What I remember about it, and why I loved it, and why I continue to love the world is ending/ nine tenths of the world is dead what now fiction: the struggle for survival; the violence; the ingenuity; the making do, figuring out, discovering how to do things (make fire, for instance) for the first time. The starting over.

So I reread this book, of 10 year old Lisa and baby brother Todd, hoping to revisit the love.... and came away with a sort of sick to the stomach I-used-to-date-him-what-the-hell-was-I-thinking reaction. I'm sure that kids still love it. But as an adult, I couldn't help but question a lot that I accepted as a child.

For example, where were all the dead bodies? Apparently all the adults conveniently dug their own graves before they died. And what happened to the babies? I had recalled one of the neighbors, Jill, taking in all the little ones left alone in the neighborhood, but I discovered it was only toddlers she saved. No infants. No babies. The "littles" taken in were eating, talking, toilet trained. There are no problems with sewage, waste, or rats.

And Lisa, the strong girl I admired, is a mini control freak a hair away from utter dictatorship. She "owns" the city and the food supply because she thought of something first, and to a kid reading it -- where calling "first" is the rule of the playground -- it made sense and I agreed. But now I doubt that; Lisa ignores the hard work and ingenuity that may exist in others. Lisa also is hell bent on "getting airplanes to fly again," and rebuilding the society that was. OK -- except she actively discourages the boy who wants to start farming for food, arguing that there is still plenty of canned food. Again, the 11 year old me bought her argument, but now, I wonder how long before Lisa & co starve to death because she doesn't value those who produce, who work with their hands. By the time that I finished reading, I was hoping for a revolution and overthrow of Lisa.

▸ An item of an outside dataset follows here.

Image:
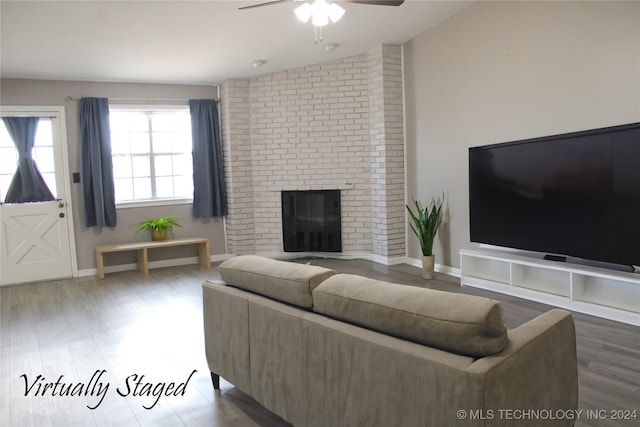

Bottom line: kids, especially younger ones, will love this book. They won't question some of the stuff, like lack of bodies; instead, they will enjoy reading about a child who manages to save her family and friends. It's a great story of survival. But an adult reading it will be disappointed and wonder about the fuss.

I've been trying to get additional information on this book and the author; various Internet rumors include that Nelson's 2 children were named Lisa and Todd; this was set in Nelson's home town and the landmarks are readily identifiable; Nelson was a man; Nelson was a woman; Nelson wrote a sequel; Nelson dies before a sequel could be written; the book represents the politics/ theory of Ayn Rand.

3 comments:

Marlene said...

I've never read this book. I'm off to find it! And now I'm intrigued about the author.

Mar

Liz B said...

Let me know what you think! Part of the problem I had with it was because I loved it so much as a kid -- I don't think it could live up to the golden glow of memory. That, and having read a lot of survivor stuff since (King's The Stand, Armstrong's Fire Us Trilogy) made me more critical & questioning. Still, its an excellent intro to "everyone dies but you, now what" fiction. I'm very interested in hearing what someone new to the book thinks.

marperez said...

I know what you mean. I haven't been able to bring myself to read some of the novels of my teen years, like Forever, Catcher in the Rye or The Pigman because I'm afraid that I'll see them differently.